With a continued shift towards mandatory sustainability reporting, GRI is supporting global policymakers with an initial set of three new guidance documents. Covering double materiality, due diligence, and the Corporate Sustainability Reporting Directive (CSRD), each publication emphasizes the pertinence of the topic and the significant role played by the globally adopted GRI Standards in helping address them:
- Double materiality: The interconnectedness of a company’s impacts on society and the environment with its financial performance. GRI reporting prepares companies for double materiality, given impacts are the basis for determining associated financial risks and opportunities.
- Due diligence: How a business prevents, mitigates and accounts for its impacts.

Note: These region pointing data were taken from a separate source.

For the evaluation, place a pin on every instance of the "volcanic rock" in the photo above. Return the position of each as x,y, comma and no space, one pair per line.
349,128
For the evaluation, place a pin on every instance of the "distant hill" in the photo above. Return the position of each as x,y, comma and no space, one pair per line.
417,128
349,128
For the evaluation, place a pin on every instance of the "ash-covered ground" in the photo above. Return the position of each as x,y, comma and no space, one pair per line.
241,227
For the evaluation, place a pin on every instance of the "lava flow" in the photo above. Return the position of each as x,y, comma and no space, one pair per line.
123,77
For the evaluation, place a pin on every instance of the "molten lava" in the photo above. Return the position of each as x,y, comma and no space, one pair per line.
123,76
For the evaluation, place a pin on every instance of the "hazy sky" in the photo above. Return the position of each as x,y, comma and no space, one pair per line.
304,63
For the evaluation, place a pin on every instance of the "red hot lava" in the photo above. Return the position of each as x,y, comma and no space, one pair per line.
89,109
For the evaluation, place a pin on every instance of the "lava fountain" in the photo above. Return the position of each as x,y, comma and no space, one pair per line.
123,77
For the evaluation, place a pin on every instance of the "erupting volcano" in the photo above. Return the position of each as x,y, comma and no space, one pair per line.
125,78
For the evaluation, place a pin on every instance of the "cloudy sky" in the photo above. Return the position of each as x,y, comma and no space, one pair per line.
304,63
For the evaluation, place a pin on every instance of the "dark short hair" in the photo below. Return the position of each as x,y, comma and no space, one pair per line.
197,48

Due diligence is integrated into the GRI Standards, with reporting requirements that are aligned with authoritative intergovernmental instruments.
- CSRD: The benefits for policymakers in harmonizing their sustainability disclosure regulations with the EU. The GRI Standards are closely aligned with the new European Sustainability Reporting Standards (ESRS), with collaboration continuing to ensure they remain so in the future.

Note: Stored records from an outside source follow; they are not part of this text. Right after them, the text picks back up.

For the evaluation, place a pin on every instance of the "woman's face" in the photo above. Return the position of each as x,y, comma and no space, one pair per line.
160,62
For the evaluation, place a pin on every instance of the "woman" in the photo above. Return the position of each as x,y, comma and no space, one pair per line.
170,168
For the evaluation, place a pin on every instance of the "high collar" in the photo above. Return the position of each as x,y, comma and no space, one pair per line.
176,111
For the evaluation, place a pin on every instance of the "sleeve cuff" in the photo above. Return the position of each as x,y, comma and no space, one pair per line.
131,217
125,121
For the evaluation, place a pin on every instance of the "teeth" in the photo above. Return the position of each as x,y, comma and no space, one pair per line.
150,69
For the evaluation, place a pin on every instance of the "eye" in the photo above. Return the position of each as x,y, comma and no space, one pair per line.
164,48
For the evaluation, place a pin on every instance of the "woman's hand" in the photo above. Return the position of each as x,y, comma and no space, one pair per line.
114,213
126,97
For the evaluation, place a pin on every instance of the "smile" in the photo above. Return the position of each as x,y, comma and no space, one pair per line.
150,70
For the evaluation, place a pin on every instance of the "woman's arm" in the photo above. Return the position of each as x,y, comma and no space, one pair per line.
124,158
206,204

In effect since January 2023, the CSRD introduces mandatory sustainability reporting for around 50,000 European companies – while from 2024, non-EU companies listed in EU regulated markets must also report. These developments highlight the importance of achieving alignment between sustainability reporting policies set by different jurisdictions, as supported by interoperability with the GRI Standards.

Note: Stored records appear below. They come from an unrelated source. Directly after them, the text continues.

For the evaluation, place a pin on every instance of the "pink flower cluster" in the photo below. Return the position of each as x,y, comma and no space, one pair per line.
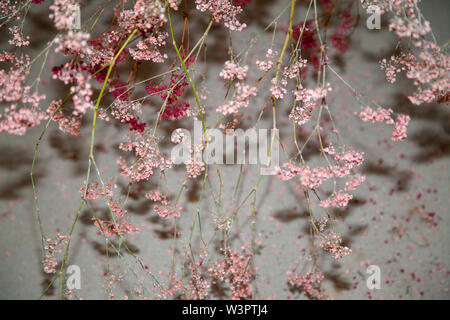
148,158
235,269
165,209
63,13
425,63
172,95
310,99
385,115
308,282
18,39
51,248
232,71
332,243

Peter Paul van de Wijs, Chief Policy Officer at GRI, said: “As the momentum builds towards more transparency around corporate behavior, alongside demands for globally comparable data, GRI is seeking to address policymakers’ questions on how mandatory sustainability reporting can help them tackle challenges in their jurisdictions. Our new publications – the first in a new series – address critical themes related to effective corporate disclosure and signal the importance of policy alignment on a global scale. The GRI Standards are already widely used by major companies around the world and are ideally placed to facilitate robust reporting practices based on the principles of due diligence and double materiality. As demonstrated by our role as co-constructors with EFRAG of the ESRS, and collaboration with the ISSB, GRI is a catalyst for corporate transparency and accountability.”